Tube-in-Furnace Grown Scalable Perovskite Single-Crystal Thin Films with Ultrahigh Optical Gain and Polarization Sensitivity

Revolutionary perovskite single-crystal thin films offer exceptional potential in optoelectronic and electronic applications due to their unique structural properties and tunable bandgap. Instability, intricate fabrication, and high costs pose significant barriers to their practical application in devices such as solar cells, light-emitting diodes (LEDs), and sensors. Here, we present a "tube in the furnace" chemical vapor deposition (TIF-CVD) method to efficiently fabricate high-quality, stable, and uniform perovskite single-crystal thin films, offering a promising solution to overcome these limitations and paving the way for their integration into next-generation optoelectronic devices. With ultralow trap density (4.35 × 10⁹ cm^-3) and higher crystallinity, our method achieves an ultralow threshold of amplified spontaneous emission (ASE) and an exceedingly high gain coefficient (g ∼ 3612.29 cm^-1), which represents one of the highest values reported in halide lead perovskite thin films.

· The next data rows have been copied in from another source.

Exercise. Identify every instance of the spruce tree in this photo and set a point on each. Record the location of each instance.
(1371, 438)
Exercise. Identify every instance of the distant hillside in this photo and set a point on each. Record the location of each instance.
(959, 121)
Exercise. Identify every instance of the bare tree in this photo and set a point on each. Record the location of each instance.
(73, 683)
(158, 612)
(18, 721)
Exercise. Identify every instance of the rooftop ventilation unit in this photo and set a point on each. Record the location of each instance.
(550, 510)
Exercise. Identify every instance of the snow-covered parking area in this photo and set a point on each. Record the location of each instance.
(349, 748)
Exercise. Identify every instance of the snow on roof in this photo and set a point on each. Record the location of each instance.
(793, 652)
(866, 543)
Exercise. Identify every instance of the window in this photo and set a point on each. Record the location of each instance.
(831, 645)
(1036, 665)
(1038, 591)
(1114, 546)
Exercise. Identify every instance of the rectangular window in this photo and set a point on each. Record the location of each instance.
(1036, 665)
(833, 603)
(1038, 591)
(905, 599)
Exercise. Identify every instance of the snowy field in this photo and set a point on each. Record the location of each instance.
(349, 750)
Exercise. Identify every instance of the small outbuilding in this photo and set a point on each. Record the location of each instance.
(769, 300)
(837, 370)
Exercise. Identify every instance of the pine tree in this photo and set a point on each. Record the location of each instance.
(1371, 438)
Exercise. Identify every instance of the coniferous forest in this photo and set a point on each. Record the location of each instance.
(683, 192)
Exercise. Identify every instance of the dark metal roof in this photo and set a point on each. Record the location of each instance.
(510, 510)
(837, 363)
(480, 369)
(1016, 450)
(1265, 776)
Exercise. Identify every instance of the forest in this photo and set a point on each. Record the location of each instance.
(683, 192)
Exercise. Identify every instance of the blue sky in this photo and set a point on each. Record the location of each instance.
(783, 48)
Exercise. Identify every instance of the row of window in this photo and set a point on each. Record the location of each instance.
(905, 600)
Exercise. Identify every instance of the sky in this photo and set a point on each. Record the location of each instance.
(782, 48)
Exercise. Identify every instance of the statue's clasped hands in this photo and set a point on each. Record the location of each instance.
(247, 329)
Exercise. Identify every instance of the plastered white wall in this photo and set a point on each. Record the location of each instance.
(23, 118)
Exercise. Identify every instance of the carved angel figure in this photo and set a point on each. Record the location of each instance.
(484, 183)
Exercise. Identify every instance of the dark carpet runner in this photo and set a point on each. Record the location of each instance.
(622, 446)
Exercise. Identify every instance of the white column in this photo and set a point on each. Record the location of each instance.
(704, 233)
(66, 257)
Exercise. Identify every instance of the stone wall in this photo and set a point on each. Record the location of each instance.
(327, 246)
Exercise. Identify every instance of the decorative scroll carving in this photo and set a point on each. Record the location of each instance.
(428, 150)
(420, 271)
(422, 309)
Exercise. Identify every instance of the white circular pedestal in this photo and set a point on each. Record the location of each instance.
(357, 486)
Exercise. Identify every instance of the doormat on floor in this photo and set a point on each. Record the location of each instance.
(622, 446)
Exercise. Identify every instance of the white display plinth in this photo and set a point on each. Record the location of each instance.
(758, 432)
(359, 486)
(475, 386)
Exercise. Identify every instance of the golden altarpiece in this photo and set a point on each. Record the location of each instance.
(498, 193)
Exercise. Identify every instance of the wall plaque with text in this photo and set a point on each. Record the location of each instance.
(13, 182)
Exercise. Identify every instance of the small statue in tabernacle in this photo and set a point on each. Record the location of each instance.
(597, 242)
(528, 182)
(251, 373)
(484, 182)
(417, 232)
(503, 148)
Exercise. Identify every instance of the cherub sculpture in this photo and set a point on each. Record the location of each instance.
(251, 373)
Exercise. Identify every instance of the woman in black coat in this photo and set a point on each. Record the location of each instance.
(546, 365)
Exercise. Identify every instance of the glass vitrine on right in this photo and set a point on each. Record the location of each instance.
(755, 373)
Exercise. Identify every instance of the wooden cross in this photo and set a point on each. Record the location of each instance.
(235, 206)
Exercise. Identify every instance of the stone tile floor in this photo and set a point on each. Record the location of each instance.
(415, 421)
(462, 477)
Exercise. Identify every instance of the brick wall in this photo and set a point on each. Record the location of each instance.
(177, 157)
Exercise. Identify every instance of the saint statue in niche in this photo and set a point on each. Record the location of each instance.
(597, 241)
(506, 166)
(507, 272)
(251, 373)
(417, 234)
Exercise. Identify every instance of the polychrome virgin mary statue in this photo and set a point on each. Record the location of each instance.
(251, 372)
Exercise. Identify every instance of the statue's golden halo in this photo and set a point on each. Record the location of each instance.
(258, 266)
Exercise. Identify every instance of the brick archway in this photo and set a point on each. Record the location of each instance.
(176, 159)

We further explore the polarization-sensitive photoluminescence (PL), absorption, and photoresponsivity of the thin films, demonstrating their unique optoelectronic behavior under varying polarization states. Our scalable, simple, and cost-effective process for producing single-crystal thin films has potential for next-generation optoelectronic devices, including perovskite lasers, LEDs, and photodetectors (PDs), with a large cavity, enabling larger-scale crystal growth for practical and widespread use.